Though police were at first operating on the assumption that David had perhaps been killed by a random hitchhiker, the case soon began to take on a much weirder aspect.

Several witnesses who had seen David’s car at various points in the afternoon claimed that although David had been driving, there had also been two passengers, a man and a woman. Since the inside of the car was found awash in blood from David’s wound, and since there was no blood found on the outside of the car, it was assumed that one of these individuals had stabbed him. It seemed bizarre, however, that David could have been stabbed in the back in such close quarters and then kept on driving, and it also seemed strange that when David got out of the car after the accident, no passengers at all were seen.
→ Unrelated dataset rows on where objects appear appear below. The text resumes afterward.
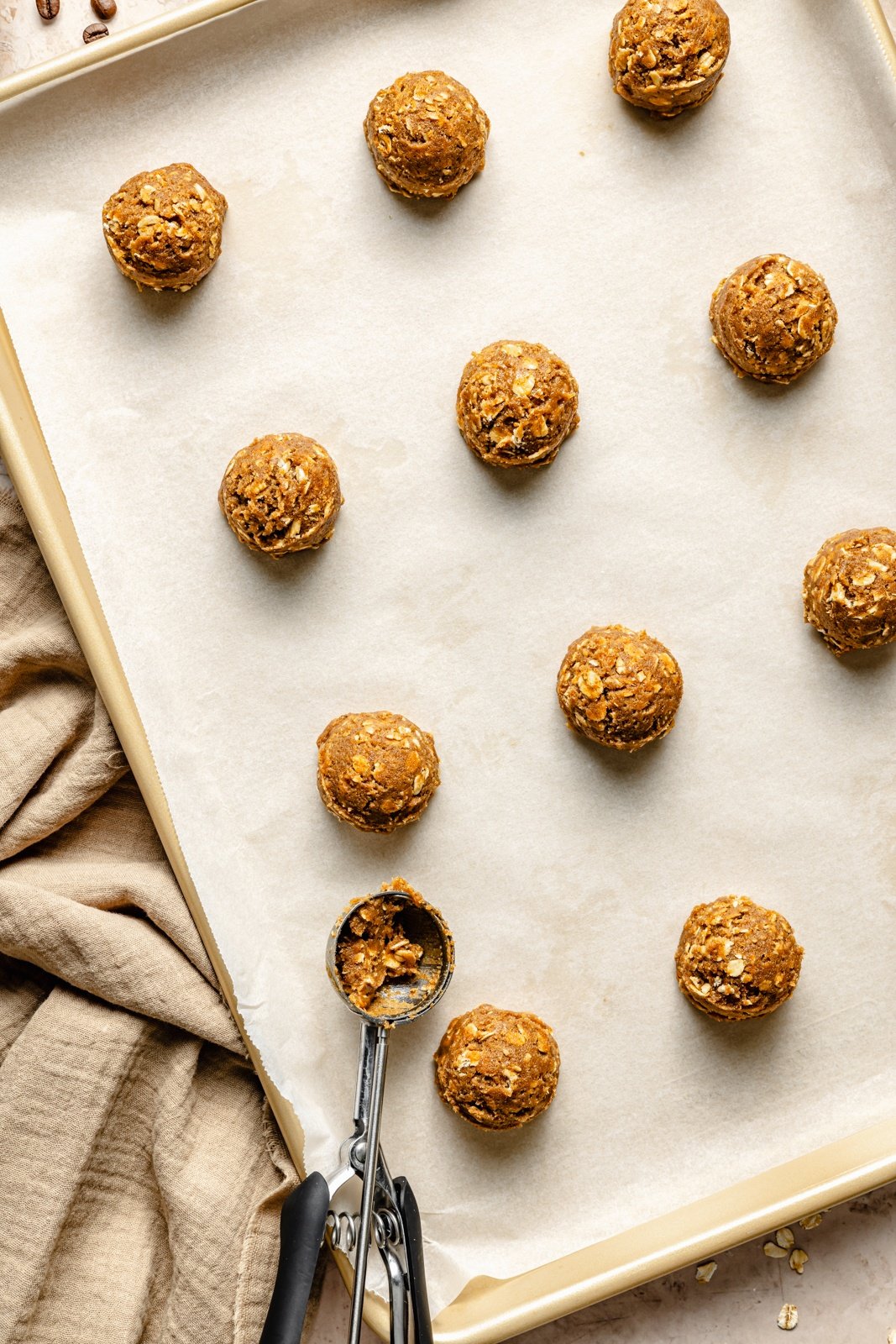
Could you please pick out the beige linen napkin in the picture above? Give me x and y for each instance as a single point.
(140, 1173)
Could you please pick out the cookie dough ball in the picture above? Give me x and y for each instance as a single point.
(376, 770)
(516, 403)
(736, 960)
(427, 134)
(849, 589)
(773, 319)
(163, 228)
(281, 495)
(668, 55)
(620, 687)
(375, 949)
(497, 1068)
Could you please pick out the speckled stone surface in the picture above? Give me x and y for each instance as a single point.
(846, 1294)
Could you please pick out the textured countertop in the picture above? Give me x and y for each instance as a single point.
(846, 1294)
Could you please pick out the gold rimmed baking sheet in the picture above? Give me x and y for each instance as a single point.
(121, 449)
(121, 42)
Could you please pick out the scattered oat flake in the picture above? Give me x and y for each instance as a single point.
(788, 1317)
(799, 1260)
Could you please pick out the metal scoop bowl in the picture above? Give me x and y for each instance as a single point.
(389, 1210)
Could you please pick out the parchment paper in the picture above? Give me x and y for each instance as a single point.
(687, 503)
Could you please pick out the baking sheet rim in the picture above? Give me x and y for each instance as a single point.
(486, 1310)
(118, 44)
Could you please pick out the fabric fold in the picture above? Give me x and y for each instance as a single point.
(141, 1173)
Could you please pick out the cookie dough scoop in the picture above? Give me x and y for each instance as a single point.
(427, 134)
(390, 958)
(516, 403)
(773, 319)
(668, 55)
(497, 1068)
(736, 960)
(849, 591)
(620, 687)
(163, 228)
(281, 494)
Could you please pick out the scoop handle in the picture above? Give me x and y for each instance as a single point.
(412, 1236)
(302, 1222)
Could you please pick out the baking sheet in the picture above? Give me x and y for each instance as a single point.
(687, 503)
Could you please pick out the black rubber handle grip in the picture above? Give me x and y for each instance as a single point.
(301, 1231)
(410, 1215)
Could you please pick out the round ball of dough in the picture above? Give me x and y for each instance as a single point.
(426, 134)
(773, 319)
(668, 55)
(281, 494)
(736, 960)
(516, 403)
(376, 770)
(849, 589)
(497, 1068)
(620, 687)
(163, 228)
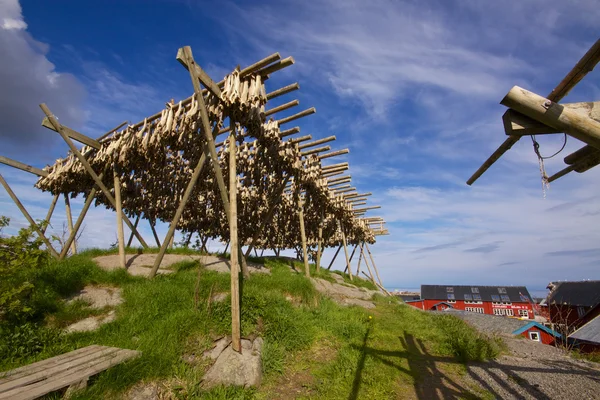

Investigators found a few other puzzling clues inside the vehicle. Tucked into David’s wallet was a key, which was later discovered to unlock the door of a Laurel Canyon cottage that David had rented a short time before his death. Greta told police that this cottage had been rented in order to accommodate a man who was doing some work on their home, but police were skeptical of this story, because there was a trailer on the Bacons’ property that appeared to be in use by contractors.

As investigators delved a little deeper into the conundrum, they identified a retired doctor named Charles Hendricks, who owned the cottage and said that he had met with David Bacon less than two days prior to the murder in order to finalize the rental agreement. Dr. Hendricks claimed that at this meeting, David Bacon had been accompanied by an Austrian man who appeared about thirty-five years old and had not given his name. It was Dr. Hendricks’s opinion that the man was angry about something, or that he and David had been arguing shortly before his arrival, but he further stated that David Bacon had not seemed particularly perturbed.

As investigators questioned Greta and David’s other acquaintances, it also came to light that on the day of his murder, David had perhaps been on his way to the home of a friend, Geraldine Spreckles. He and Greta often visited Geraldine and made use of her pool, though on this particular occasion Greta had begged off because she hadn’t been feeling well. In fact, Greta claimed that David had told her he didn’t want to go to Geraldine’s house without her, but that when she woke up from a nap, David was gone. She also found it odd that he hadn’t taken their three dogs along, as he usually did when going to see Geraldine. This seemed to suggest that he perhaps had another destination in mind.

Also found in the car was a heavy blue sweater of the type that had once been given to athletes at Venice High School. The most unusual item, however, was a camera containing only a single photograph: a shot of David Bacon, sitting naked on a beach and smiling. Though police speculated that the photograph had perhaps been taken by David’s killer very shortly before his murder, they were unable to determine where the photograph had been taken or who had snapped the image.

Weeks later, a young man named Charles While confessed to the murder, but upon questioning, the suspect was found to know so little about the crime that police dismissed him as a crank.

From that point forward, no new leads emerged, and the mysterious murder of the erstwhile Masked Marvel passed into the realms of Hollywood legend.